She has it in both breasts and is due to start chemo next week as the tumour in one of her breasts is too big to operate on.
She is having wig fittings and bra insert fittings as she will have a double mastectomy.
I am just not sure how to best support her, I am trying to carry on as normal but wondered if anyone had any advice.
Yes everyone is very different. Malteserzz, I found every few months or so I noticed I had a bit more energy . I probably just overdid it too. I wanted to get fit and strong so did loads of running, probably too much. Just look after yourself, surgery can wipe you out. Your body needs lots of protein to help recover.
Sorry for the sidetrack OP.
I hate the constant use of the word 'battle' and 'fighting' cancer too. It is all down to luck whether you survive or not.
OP, I hope your friend gets through this. Your support will be so helpful to her.
Please don't worry about side tracking!!
I have offered to do ironing and looking after the boys but she has declined so far. I will be going round on my day off though once a week to make her a cup of tea and hang around a bit. (As long as she wants me to)

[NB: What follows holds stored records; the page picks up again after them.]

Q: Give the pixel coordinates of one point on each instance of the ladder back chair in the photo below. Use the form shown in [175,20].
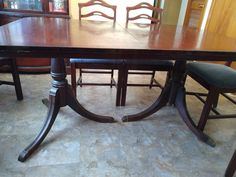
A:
[94,66]
[217,79]
[10,64]
[152,15]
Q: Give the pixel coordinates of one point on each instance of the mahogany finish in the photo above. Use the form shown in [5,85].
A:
[10,63]
[33,37]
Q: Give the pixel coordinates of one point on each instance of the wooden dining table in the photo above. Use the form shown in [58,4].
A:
[58,38]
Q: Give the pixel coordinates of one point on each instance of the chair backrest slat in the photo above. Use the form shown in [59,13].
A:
[97,12]
[143,5]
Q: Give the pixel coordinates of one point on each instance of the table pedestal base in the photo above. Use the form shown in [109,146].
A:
[61,95]
[174,93]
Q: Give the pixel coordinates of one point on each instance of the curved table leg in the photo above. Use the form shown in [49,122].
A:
[77,107]
[61,95]
[51,117]
[180,104]
[158,104]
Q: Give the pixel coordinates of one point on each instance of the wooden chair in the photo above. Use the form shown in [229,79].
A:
[217,79]
[141,67]
[10,64]
[94,66]
[231,166]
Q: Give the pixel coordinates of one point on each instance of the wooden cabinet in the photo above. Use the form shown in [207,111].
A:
[11,10]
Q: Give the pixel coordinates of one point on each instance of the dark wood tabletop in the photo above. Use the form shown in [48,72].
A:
[63,38]
[71,38]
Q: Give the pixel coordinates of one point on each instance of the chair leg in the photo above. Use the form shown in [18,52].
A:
[80,77]
[16,79]
[152,78]
[112,75]
[73,77]
[207,108]
[215,102]
[119,87]
[231,166]
[124,86]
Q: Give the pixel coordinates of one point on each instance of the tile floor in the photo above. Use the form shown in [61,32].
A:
[159,146]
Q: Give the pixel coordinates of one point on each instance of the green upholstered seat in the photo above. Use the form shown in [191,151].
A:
[216,75]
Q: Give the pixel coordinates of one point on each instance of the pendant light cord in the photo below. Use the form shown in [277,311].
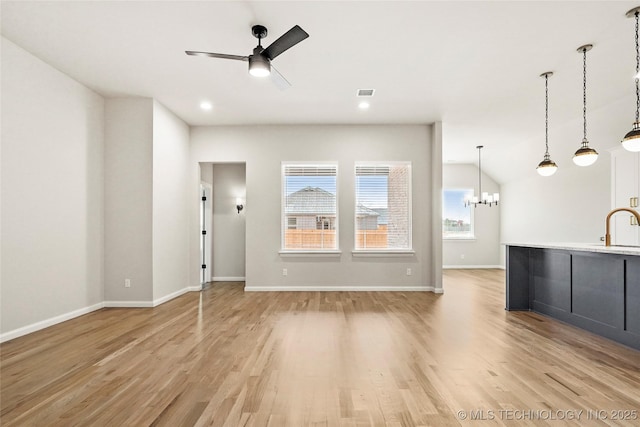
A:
[637,70]
[479,173]
[546,114]
[584,91]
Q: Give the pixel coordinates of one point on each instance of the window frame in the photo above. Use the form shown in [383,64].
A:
[472,234]
[284,220]
[406,251]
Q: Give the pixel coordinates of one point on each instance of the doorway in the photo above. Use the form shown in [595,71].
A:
[225,246]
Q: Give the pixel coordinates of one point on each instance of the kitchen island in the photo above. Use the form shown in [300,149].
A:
[594,287]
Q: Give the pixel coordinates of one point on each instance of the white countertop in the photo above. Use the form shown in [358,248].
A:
[587,247]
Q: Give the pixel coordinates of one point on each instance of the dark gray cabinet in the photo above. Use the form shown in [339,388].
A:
[599,292]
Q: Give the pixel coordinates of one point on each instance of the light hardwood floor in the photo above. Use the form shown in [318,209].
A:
[225,357]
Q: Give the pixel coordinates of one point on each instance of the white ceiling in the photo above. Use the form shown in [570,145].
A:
[472,65]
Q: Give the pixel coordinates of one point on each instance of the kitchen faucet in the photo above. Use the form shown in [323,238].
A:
[607,236]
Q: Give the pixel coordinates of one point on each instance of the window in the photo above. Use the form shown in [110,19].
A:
[309,212]
[457,221]
[383,206]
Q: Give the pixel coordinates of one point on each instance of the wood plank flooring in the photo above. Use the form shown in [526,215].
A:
[225,357]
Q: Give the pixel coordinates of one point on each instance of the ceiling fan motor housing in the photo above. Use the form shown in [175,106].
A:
[259,31]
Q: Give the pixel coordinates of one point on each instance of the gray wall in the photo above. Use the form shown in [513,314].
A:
[228,237]
[263,148]
[52,195]
[484,250]
[170,204]
[128,199]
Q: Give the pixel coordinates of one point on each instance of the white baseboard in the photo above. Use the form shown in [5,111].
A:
[149,304]
[475,267]
[128,304]
[227,279]
[339,289]
[49,322]
[176,294]
[77,313]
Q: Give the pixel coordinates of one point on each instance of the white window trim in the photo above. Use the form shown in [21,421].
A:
[308,252]
[470,238]
[296,253]
[372,253]
[386,251]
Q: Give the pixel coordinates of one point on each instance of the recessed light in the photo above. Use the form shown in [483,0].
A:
[366,92]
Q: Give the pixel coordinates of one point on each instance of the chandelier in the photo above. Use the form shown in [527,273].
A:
[483,198]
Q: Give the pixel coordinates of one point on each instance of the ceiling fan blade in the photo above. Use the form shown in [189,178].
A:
[289,39]
[217,55]
[278,79]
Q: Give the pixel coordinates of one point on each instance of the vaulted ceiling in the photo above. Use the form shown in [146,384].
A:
[473,65]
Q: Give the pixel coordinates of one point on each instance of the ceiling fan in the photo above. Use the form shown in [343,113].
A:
[260,59]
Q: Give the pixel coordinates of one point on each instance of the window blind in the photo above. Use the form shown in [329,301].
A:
[383,206]
[309,208]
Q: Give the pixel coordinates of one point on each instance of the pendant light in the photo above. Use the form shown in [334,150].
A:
[483,198]
[585,155]
[631,140]
[546,167]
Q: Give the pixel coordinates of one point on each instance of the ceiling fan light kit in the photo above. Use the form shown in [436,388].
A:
[260,59]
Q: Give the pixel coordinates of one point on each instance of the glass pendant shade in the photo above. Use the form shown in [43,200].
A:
[631,141]
[547,167]
[585,155]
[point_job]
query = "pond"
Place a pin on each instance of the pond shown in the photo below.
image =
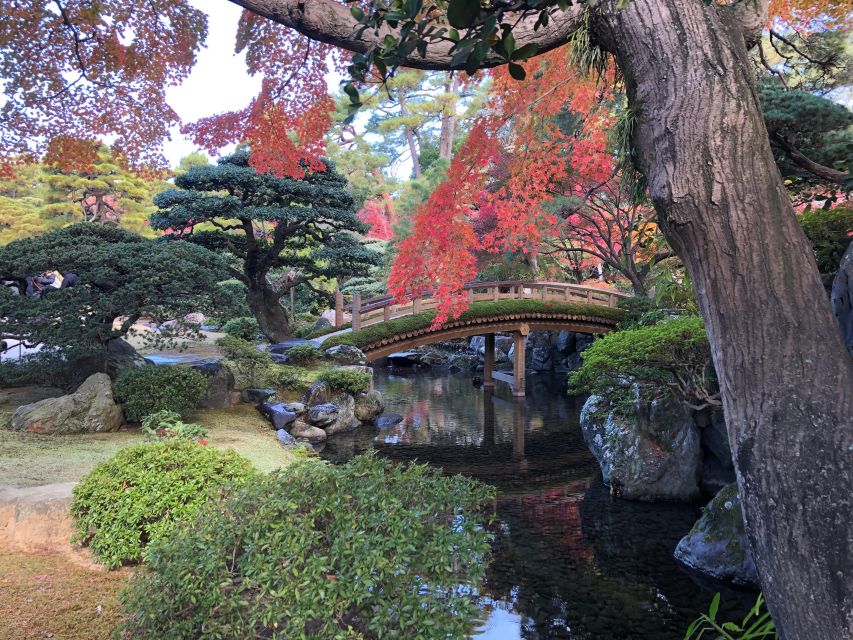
(569, 560)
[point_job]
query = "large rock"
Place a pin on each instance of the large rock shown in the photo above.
(538, 351)
(220, 384)
(842, 298)
(277, 414)
(653, 453)
(717, 545)
(337, 416)
(121, 356)
(368, 406)
(346, 354)
(304, 431)
(90, 409)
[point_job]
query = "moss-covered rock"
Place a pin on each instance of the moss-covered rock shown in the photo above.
(717, 545)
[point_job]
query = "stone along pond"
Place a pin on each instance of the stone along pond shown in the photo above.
(569, 560)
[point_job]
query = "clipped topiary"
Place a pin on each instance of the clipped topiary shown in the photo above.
(351, 381)
(369, 549)
(150, 389)
(138, 496)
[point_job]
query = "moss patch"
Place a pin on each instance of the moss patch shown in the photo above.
(377, 332)
(29, 460)
(46, 596)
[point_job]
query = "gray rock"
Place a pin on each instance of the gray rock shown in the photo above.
(538, 351)
(405, 359)
(257, 396)
(842, 298)
(717, 545)
(652, 454)
(368, 406)
(318, 394)
(304, 431)
(284, 438)
(345, 420)
(121, 356)
(388, 420)
(346, 354)
(322, 415)
(90, 409)
(565, 342)
(295, 407)
(277, 414)
(220, 384)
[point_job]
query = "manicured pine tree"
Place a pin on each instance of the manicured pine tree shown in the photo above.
(281, 232)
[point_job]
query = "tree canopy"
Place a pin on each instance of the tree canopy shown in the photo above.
(280, 232)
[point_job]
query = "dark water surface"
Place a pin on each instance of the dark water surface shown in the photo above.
(569, 560)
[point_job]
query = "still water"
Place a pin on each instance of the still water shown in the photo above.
(569, 560)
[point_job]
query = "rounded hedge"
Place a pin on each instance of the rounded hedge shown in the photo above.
(144, 390)
(369, 549)
(137, 497)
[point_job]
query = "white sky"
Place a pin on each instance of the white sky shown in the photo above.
(219, 81)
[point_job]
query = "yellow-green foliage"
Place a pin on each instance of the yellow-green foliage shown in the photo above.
(140, 495)
(368, 549)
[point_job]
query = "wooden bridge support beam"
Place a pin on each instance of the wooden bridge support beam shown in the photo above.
(518, 363)
(489, 361)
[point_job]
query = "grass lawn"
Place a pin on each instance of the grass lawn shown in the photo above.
(45, 596)
(28, 460)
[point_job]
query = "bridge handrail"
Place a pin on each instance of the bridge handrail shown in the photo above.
(364, 311)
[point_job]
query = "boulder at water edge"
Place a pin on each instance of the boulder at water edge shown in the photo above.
(652, 453)
(220, 384)
(368, 406)
(717, 545)
(304, 431)
(346, 354)
(90, 409)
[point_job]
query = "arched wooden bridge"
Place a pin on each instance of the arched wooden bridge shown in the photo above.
(550, 305)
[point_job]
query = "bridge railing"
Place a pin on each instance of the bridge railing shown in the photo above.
(383, 308)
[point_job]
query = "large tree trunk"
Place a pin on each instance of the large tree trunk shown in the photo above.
(785, 377)
(271, 316)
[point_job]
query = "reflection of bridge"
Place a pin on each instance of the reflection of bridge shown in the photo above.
(556, 306)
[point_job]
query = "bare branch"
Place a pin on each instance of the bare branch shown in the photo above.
(331, 22)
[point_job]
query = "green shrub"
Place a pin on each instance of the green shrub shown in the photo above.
(137, 497)
(246, 328)
(148, 389)
(303, 354)
(757, 625)
(829, 233)
(350, 381)
(369, 549)
(167, 425)
(669, 358)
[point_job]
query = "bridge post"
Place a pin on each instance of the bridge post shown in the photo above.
(518, 364)
(489, 361)
(339, 309)
(356, 311)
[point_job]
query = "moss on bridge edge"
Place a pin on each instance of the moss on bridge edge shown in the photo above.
(374, 333)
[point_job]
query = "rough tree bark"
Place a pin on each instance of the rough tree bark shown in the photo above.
(267, 309)
(786, 379)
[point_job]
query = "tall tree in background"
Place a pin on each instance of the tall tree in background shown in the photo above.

She did have some excellent news though, she has a benign cyst in her other breast and it hasn't spread to any other part of her body which was a big worry as her tumour is quite big. So hurray for that.
Thanks delatron for your ideas and info. spero I have just kind of let her rant and have said the odd 'fucker' here and there... but she is very pragmatic so it isn't too tricky to chat with her.
Hope you feel well again soon malteserzz
That sounds very supportive and kind. I hope it will help your friend, it would have helped me.
Some people get so scared by the whole cancer thing that they just don't want to deal with it and won't let anyone rant. Sometimes that's all you want, you don't want answers (for there are none), you just want someone to give you the invaluable gift of their presence and their interest.
You are so right Spero. I get so fed up with the "you're so brave" nonsense. I'm not at all brave, but I do have three small children and life doesn't stop just because you have cancer!
Listening and being there should not be underestimated!
I actually had someone come up to me at work and look at me all goggle eyed and say 'this is the worst thing I could imagine happening to me'. (i.e. he had just found out I had cancer!) You are so brave!
Er, thanks. Bravery is when you have a choice. You can't just fall to pieces when you have a child. Well, you can, but its not going to do anyone any good.
I do know that most people mean well when they say this kind of stupid stuff but part of me thinks it is just part of their deflection strategy.
I wish more people had just said ' o that' s completely shit. What can I do'.
Instead of 'if anyone can beat this its you!'
What the fuck does that even mean? I have no control over individual cells in my body!
I know what you mean, it's total bullshit isn't it, they might not be able to beat it. I blimmin hope she does though. She is really strong so far, possibly not behind closed doors but she is very to the point about it all.
She had her first chemo today, I am going to take her some tonic water and peppermint tea round tomorrow as I think it might help with the nausea?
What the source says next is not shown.